The history of the Merchandise Mart is, itself, an interesting story; and getting to the Museum Works Gallery on the Mart’s eighteenth floor--the Design Center--takes a person past high-end showrooms for Henredon, Barbara Barry, Holly Hunt, (see http://www.josephjeup.com), Morgan Richards, and Maitland Smith. The Mart is home to a great many contract furniture showrooms that are extremely busy during NeoCon in June (Kendall holds a class in Chicago during NeoCon). Thus the Museum Works Gallery is in the heart of a commercial center.
The Lydon Contemporary Gallery at 230 West Superior Street is nine blocks north of the Mart, which is at 222 West Merchandise Mart Plaza. Douglas Lydon, the visionary behind Lydon Contemporary, started out to pursue a career in painting, but switched to printmaking. He graduated from Washington University with a degree in that area and, through a series of events, he took a job in sales—at which he has considerable ability. Building on his success in sales, he decided to move to Chicago in 1989 and begin his gallery. He is a realist, who speaks of the challenge for artists at any time, but especially in the current time. And the impact of the economy can take a variety of forms, including influencing the size of a painting people can or will pay for and thus the size of a canvas on which an artist can work. He realized that his love for art and his ability to sell, organize and operate a gallery represented a happy combination of commitment to art and the possibility of operating a successful gallery. Douglas Lydon has been doing just that—for more than a quarter century and always in the Superior/Franklin area of Chicago.
David Gianfredi is a Kendall alum, who went on to complete his MFA at Brigham Young University; Margaret Vega holds a BFA in Painting and Drawing, with a minor in Art History, from Michigan State University. She did her graduate work at Western Michigan University.
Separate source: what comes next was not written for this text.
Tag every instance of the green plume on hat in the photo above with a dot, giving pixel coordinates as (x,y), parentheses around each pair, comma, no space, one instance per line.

Davis says of his work: “As a result of studying the artist Norman Rockwell, I came to the realization that he painted his notion of the perfect vision of America’s golden age, yet it was never actual place. His paintings were an image of everywhere and nowhere. In concept my work resonates similarly, the images I use are from everywhere and nowhere, but certainly American.”
Margaret says of her work: “In my work, the landscape, often juxtaposed with the figure, documents time and place. I am fascinated with man's need to re-organize a nature which has its own order.”
To work as a professional artist—i.e., an artist who seeks to express her or his vision, together with the ambition that someone will ultimately buy the work—requires commitment and courage. And it takes a similar commitment and courage to operate a gallery, especially in these times.
I know that over time I will be sharing my admiration for other artists; and David, Margaret, and Douglas present qualities I admire—a commitment to the integrity of their vision, coupled with an awareness of the realities of the market, and an ability to create work that expresses their vision and at the same time may find a home in the world.